I agree, this is really a test of various websocket implementations. (which is still cool)


people get so much butthurt when they don't see "<stuff i chose to work with> wins this benchmark"

any framework, any language, hell any hardware is either generalized to deal with many problems or specifically designed to battle one.

you sure can write fast C program that does exactly this benchmark well - what will that prove? nothing at all..

why is it so hard to accept the fact that some tools can provide good enough results without too much tweaking while other tools may provide better result with more time spent achieving it?

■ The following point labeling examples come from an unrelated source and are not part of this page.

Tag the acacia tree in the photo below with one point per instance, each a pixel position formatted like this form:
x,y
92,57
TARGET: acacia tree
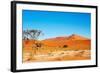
x,y
33,35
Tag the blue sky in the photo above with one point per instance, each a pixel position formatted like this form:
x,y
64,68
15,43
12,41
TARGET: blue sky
x,y
54,24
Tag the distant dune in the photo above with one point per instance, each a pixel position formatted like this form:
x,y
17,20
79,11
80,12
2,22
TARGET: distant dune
x,y
73,41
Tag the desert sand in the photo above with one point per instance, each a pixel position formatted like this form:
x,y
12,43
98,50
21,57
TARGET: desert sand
x,y
74,47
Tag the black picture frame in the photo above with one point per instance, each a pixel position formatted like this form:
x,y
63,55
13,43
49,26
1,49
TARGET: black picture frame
x,y
13,35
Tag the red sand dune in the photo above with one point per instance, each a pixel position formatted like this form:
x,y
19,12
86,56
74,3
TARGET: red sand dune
x,y
73,40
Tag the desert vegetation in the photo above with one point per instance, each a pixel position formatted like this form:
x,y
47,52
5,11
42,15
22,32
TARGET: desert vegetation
x,y
73,47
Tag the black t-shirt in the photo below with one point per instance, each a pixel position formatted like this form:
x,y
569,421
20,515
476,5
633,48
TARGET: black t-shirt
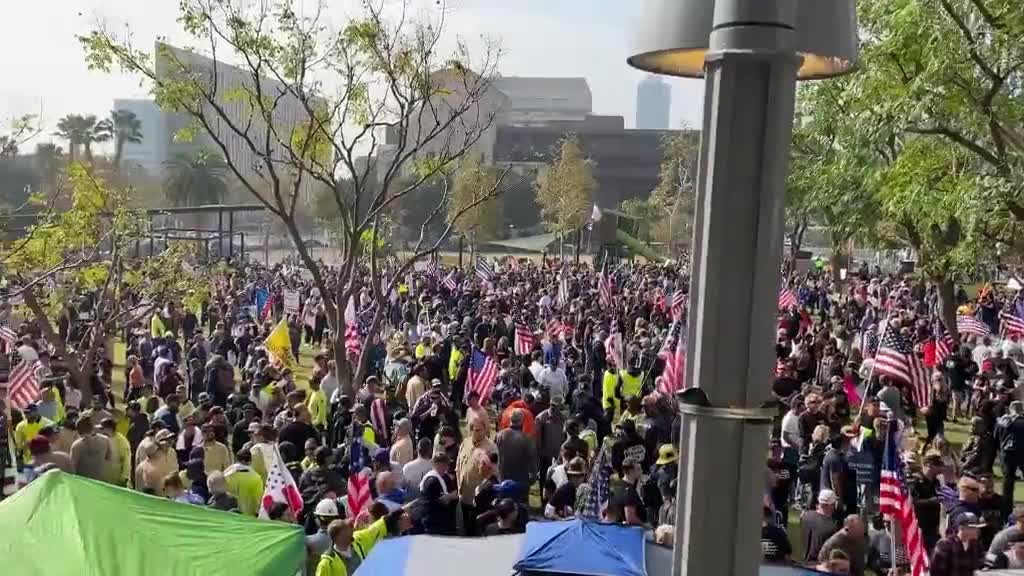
x,y
774,543
784,387
629,497
564,496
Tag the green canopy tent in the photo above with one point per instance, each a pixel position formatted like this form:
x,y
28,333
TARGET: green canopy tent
x,y
64,525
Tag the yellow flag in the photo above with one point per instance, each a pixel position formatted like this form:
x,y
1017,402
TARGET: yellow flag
x,y
157,329
279,344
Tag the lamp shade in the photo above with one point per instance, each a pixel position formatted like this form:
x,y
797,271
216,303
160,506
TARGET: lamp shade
x,y
676,34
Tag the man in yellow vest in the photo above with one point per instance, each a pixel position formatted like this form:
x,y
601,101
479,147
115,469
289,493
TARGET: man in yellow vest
x,y
349,547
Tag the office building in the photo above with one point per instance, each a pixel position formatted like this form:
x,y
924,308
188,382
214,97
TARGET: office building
x,y
653,104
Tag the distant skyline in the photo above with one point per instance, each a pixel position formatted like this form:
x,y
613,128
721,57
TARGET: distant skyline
x,y
44,72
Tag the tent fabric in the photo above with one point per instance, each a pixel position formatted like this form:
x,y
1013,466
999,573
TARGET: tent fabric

Could anyone explain to me why some of the rows don't add up to 10k attempted connections?

For example, looking at the raw data for Haskell and java, and adding up connections, disconnects, crashes, and timeouts doesn't give anywhere near 10k. What happened to the rest of the connections? Were they simply not attempted? Was the port closed? Or am i just missing a relevant field in the output? It's not clear to me from the description.


Any reason you haven't tested the 'ws' node version I submitted? I think it should work fine...


This appears to be pointing to the old results. I dont think the author of the benchmark has rerun them yet.


I'm not the author of the benchmarks. I merely submitted the results to hacker news because I found them interesting.